Factors that affect the information ratio:

  • The risk-free rate: The risk-free rate is the return of a risk-free investment, such as a Treasury bill. The information ratio is calculated using the excess return, which is the return of the investment or portfolio minus the risk-free rate. Therefore, the risk-free rate can affect the information ratio.
  • The correlation between the investment or portfolio and the benchmark: The correlation between the investment or portfolio and the benchmark measures how closely the two move together. A high correlation indicates that the investment or portfolio is following the benchmark closely, while a low correlation indicates that the investment or portfolio is moving independently of the benchmark. The correlation between the investment or portfolio and the benchmark can affect the information ratio.
  • The volatility of the investment or portfolio: The volatility of the investment or portfolio measures how much the return of the investment or portfolio fluctuates. A high volatility indicates that the investment or portfolio is risky, while a low volatility indicates that the investment or portfolio is stable. The volatility of the investment or portfolio can affect the information ratio.

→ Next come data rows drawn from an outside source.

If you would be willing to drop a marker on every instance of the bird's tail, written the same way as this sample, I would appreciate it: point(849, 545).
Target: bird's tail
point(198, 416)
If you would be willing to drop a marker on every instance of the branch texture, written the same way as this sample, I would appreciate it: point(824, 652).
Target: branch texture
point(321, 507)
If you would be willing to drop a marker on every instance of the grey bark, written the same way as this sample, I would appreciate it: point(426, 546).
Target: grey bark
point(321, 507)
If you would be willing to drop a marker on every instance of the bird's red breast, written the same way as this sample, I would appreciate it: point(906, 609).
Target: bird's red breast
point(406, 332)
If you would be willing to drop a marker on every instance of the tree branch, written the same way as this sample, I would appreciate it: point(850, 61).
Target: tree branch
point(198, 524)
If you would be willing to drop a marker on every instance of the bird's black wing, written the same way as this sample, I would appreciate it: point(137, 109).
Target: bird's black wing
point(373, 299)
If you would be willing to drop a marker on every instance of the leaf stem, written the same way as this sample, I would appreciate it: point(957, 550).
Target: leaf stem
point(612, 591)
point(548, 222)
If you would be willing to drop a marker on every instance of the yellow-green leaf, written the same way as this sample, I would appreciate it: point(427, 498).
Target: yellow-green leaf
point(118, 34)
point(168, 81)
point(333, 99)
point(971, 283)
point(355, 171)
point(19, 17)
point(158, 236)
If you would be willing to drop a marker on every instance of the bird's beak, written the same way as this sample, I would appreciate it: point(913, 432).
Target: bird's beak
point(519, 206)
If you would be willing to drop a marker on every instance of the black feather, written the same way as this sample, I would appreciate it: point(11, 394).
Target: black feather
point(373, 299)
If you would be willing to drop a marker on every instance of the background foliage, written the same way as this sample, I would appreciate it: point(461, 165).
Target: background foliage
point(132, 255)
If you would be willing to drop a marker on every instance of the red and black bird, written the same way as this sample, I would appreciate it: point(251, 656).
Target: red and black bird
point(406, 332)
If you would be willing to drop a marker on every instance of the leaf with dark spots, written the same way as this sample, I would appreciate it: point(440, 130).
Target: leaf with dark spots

Use of the information ratio:

The information ratio can be used to:

  • Compare the risk-adjusted performance of different investments or portfolios.
  • Evaluate the performance of an investment or portfolio over time.
  • Make investment decisions.

Question: How is the formula for information ratio calculated?

Answer: The formula for information ratio (IR) is:

IR = (Expected Return - Risk-Free Rate) / Tracking Error

Subject: IR
Predicate: is calculated by
Object: (Expected Return – Risk-Free Rate) / Tracking Error

Question: What is the purpose of the information ratio?

Answer: The information ratio measures the excess return (above the risk-free rate) per unit of tracking error.

Subject: Information ratio
Predicate: has the purpose of measuring
Object: Excess return per unit of tracking error

Question: How is tracking error related to the information ratio?

Answer: Tracking error is the standard deviation of the difference between the returns of a portfolio and its benchmark. The lower the tracking error, the more closely the portfolio follows the benchmark.

Subject: Tracking error
Predicate: is related to
Object: Information ratio

Well, there you have it folks! The not-so-secret formula for calculating the information ratio. I know this topic can be a bit of a brain teaser, but hey, at least now you have a cheat sheet to refer to. Thanks for sticking with me through all those numbers. If you’re feeling a bit overwhelmed, don’t worry, this stuff takes time to sink in. Just come back and visit again if you need a refresher. In the meantime, keep on investing wisely and may all your portfolio dreams come true!